I modified it based on the original fetch plugin that shaka-player uses.

Using this is very simple.

import shaka from "shaka-player";
import { TauriFetchLoader } from "./TauriFetchLoader.js";

// Register the custom fetch plugin with Shaka
shaka.net.NetworkingEngine.registerScheme(
   "http",
   TauriFetchLoader.parse,
   shaka.net.NetworkingEngine.PluginPriority.PREFERRED,
   true,
  );
shaka.net.NetworkingEngine.registerScheme(
   "https",
   TauriFetchLoader.parse,
   shaka.net.NetworkingEngine.PluginPriority.PREFERRED,
   true,
  );
shaka.net.NetworkingEngine.registerScheme(
   "blob",
   TauriFetchLoader.parse,
   shaka.net.NetworkingEngine.PluginPriority.PREFERRED,
   true,
  );

Then you can use shaka-player normally.

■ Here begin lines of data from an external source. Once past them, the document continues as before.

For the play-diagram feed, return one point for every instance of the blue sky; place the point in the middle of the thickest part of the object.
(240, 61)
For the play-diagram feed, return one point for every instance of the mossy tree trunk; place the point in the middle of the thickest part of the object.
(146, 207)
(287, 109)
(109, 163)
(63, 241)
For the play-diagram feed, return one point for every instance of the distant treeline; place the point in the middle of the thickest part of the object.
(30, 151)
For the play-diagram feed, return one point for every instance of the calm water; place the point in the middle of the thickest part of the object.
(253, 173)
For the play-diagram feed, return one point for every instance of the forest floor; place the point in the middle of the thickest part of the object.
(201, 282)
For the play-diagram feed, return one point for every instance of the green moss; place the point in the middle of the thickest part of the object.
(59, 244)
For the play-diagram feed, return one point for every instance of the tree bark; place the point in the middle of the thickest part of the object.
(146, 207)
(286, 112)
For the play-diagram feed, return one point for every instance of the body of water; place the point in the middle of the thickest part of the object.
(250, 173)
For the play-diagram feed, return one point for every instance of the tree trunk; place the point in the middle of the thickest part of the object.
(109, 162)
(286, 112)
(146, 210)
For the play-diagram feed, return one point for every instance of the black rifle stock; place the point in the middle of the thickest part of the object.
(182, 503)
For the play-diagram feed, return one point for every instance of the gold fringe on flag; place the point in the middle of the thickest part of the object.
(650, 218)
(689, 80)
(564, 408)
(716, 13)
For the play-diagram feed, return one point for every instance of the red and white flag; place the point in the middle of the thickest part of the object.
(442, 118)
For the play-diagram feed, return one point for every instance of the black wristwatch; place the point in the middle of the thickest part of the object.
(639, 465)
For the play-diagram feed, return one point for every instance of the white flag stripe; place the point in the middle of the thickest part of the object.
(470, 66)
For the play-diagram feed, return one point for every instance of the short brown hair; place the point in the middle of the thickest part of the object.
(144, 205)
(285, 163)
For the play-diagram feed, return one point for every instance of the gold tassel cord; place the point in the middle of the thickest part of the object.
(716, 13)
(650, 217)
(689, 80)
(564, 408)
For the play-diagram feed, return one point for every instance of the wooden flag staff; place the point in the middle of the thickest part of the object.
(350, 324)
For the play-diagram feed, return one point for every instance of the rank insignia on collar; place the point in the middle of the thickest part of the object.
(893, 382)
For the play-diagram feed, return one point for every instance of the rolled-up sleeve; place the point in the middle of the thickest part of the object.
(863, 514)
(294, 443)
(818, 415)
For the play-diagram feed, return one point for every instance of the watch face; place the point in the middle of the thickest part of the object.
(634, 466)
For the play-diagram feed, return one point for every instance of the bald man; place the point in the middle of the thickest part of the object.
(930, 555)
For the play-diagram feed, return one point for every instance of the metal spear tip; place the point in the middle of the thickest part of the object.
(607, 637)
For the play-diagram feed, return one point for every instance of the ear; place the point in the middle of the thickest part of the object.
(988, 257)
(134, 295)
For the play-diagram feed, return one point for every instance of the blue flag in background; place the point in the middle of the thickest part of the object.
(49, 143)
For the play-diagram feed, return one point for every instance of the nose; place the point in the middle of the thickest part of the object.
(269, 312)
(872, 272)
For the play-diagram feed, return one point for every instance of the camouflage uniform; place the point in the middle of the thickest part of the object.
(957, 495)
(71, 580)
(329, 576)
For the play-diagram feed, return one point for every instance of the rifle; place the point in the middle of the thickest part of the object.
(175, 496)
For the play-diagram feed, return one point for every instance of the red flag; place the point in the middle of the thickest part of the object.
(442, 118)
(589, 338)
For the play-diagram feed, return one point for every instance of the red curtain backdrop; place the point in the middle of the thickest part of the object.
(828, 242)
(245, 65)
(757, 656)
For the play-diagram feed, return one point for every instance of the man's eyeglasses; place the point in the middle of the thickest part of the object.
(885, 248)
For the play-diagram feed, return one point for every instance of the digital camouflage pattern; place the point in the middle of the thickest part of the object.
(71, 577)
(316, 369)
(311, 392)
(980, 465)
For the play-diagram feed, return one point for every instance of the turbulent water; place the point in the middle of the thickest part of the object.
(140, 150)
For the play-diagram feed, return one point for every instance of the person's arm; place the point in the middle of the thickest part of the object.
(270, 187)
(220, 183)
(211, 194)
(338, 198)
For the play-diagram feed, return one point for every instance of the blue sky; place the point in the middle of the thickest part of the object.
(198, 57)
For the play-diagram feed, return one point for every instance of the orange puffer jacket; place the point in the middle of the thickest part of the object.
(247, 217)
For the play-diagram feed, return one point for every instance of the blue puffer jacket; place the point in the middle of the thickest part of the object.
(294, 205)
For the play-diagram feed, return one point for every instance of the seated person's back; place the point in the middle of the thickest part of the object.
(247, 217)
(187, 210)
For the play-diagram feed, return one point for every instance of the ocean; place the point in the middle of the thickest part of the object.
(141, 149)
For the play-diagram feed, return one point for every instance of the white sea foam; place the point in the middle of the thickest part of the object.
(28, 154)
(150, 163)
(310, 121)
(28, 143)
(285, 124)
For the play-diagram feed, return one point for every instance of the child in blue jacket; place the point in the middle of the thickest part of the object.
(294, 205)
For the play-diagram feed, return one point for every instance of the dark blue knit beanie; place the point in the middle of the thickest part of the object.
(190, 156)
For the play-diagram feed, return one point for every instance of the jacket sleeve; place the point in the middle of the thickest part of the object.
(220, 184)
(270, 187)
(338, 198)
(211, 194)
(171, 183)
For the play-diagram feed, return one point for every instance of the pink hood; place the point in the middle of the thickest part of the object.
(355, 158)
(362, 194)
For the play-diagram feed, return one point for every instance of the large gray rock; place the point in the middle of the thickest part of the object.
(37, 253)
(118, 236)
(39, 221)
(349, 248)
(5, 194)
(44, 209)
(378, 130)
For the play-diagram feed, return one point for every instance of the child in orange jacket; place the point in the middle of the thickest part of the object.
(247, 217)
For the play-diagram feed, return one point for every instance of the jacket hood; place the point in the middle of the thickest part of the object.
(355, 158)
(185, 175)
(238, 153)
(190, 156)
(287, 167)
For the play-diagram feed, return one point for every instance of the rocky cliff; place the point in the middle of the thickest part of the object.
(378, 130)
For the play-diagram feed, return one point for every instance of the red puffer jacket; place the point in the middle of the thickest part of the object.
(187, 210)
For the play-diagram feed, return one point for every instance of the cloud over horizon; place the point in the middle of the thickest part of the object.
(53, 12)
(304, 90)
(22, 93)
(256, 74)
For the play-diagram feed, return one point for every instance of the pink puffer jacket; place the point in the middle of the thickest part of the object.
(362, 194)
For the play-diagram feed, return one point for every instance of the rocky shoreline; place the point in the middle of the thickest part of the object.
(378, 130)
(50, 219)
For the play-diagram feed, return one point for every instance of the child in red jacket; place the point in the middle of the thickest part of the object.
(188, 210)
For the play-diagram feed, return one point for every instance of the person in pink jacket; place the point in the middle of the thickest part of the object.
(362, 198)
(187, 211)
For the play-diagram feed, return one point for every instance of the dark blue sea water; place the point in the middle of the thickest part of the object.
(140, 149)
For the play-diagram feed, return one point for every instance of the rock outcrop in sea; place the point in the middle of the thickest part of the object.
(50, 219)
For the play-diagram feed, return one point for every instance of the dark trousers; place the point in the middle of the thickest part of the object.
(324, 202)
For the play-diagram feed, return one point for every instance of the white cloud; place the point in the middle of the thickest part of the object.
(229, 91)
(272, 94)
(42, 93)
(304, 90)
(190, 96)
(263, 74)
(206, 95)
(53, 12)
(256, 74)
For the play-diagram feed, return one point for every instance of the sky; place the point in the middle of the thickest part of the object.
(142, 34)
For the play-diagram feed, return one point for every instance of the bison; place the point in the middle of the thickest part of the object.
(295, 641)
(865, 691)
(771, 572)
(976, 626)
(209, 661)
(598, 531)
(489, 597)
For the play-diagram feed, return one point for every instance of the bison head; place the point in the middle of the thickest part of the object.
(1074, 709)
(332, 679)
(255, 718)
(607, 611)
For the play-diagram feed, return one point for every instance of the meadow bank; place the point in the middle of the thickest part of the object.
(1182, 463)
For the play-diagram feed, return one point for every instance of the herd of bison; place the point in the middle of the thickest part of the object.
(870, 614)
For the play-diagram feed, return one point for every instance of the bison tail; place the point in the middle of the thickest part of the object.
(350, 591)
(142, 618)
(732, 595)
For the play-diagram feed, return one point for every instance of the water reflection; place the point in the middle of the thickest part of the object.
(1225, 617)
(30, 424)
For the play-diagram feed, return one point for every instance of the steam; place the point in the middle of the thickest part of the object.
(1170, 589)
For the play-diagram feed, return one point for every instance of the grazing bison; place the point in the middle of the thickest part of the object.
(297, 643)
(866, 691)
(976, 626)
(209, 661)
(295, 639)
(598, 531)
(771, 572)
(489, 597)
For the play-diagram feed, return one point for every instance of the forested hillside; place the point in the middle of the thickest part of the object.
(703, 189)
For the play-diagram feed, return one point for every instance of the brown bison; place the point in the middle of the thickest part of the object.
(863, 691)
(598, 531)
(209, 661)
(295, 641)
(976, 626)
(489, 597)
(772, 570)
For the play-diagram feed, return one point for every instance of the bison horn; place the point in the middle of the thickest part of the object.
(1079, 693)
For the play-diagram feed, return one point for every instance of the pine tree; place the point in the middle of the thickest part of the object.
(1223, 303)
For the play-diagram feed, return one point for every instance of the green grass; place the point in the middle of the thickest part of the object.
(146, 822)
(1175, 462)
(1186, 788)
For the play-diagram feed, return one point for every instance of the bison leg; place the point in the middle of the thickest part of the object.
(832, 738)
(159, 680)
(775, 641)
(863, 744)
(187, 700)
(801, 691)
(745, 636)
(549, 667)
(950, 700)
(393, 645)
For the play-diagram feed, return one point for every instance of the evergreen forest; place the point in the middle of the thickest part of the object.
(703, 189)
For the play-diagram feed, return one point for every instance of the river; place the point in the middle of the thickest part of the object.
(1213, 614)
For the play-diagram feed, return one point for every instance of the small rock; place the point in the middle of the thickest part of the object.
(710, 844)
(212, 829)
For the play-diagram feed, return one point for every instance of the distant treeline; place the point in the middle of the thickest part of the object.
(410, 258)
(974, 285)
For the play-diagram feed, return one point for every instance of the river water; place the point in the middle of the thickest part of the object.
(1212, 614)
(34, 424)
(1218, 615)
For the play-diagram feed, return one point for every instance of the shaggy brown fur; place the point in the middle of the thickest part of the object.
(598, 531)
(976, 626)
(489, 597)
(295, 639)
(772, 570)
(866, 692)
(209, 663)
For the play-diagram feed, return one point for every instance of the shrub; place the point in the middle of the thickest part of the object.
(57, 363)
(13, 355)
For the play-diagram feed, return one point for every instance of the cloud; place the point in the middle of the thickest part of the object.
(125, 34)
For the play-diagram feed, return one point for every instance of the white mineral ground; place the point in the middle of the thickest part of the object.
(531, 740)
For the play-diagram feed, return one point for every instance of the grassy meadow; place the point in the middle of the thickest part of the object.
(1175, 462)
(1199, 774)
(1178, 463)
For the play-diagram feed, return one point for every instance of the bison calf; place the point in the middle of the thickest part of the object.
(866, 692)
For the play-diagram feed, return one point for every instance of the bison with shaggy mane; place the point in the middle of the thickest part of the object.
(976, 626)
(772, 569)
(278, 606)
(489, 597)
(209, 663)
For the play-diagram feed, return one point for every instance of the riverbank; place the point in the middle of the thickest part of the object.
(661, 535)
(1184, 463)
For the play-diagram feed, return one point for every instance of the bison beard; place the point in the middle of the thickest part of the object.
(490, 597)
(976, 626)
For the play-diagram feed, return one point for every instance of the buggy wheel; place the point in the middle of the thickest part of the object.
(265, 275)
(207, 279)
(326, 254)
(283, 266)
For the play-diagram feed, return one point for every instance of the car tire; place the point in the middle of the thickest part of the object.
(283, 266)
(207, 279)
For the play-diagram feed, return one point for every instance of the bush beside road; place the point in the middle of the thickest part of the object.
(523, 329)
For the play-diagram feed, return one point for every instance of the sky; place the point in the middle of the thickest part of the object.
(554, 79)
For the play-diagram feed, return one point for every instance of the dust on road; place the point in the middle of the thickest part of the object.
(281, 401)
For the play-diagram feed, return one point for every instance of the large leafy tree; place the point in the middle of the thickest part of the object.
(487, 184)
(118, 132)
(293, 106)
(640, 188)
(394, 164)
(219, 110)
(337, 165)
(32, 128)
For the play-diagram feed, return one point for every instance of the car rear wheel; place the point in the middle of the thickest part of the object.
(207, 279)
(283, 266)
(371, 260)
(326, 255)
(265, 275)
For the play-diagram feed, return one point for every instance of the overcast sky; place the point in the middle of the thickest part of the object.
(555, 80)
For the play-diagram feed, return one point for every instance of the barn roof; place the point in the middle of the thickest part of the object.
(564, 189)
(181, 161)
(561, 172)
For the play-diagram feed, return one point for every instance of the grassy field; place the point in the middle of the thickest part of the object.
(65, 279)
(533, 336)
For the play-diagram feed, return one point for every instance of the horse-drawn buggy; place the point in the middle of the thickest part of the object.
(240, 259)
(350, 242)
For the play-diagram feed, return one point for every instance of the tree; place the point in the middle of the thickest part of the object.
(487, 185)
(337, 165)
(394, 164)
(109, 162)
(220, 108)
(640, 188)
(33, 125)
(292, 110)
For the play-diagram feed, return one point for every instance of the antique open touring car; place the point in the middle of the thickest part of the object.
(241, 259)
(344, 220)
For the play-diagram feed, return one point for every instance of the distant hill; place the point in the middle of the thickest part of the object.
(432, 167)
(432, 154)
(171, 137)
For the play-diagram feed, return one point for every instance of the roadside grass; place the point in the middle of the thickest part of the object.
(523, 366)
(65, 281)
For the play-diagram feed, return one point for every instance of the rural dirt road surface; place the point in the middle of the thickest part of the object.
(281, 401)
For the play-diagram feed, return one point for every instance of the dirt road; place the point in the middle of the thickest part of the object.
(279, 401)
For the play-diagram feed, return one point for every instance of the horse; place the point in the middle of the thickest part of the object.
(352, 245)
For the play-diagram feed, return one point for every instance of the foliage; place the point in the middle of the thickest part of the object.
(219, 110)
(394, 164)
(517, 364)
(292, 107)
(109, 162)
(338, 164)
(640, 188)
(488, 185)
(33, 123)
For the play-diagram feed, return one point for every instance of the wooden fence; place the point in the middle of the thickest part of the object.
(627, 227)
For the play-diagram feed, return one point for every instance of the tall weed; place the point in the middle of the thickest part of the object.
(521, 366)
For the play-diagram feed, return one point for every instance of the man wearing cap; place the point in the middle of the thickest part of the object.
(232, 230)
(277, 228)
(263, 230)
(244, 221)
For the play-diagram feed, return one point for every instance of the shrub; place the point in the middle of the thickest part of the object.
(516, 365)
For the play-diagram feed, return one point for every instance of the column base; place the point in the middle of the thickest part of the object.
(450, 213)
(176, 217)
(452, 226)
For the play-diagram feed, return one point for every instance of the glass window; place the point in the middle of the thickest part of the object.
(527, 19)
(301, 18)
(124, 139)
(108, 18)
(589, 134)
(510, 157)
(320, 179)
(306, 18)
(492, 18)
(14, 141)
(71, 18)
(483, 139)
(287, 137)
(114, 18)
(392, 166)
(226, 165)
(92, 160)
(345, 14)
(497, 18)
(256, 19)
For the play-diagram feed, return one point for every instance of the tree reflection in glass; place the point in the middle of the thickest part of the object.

This will bypass CORS and also allow you to use forbidden headers.

Example:

const player = new shaka.Player(document.getElementById('video'));

const networkingEngine = player.getNetworkingEngine();

networkingEngine.registerRequestFilter((type, request) => {
      request.headers["Cookie"] = "Value";
});

Sorry about hijacking the thread but this has bothered me for so long and I hope this helps someone in the future.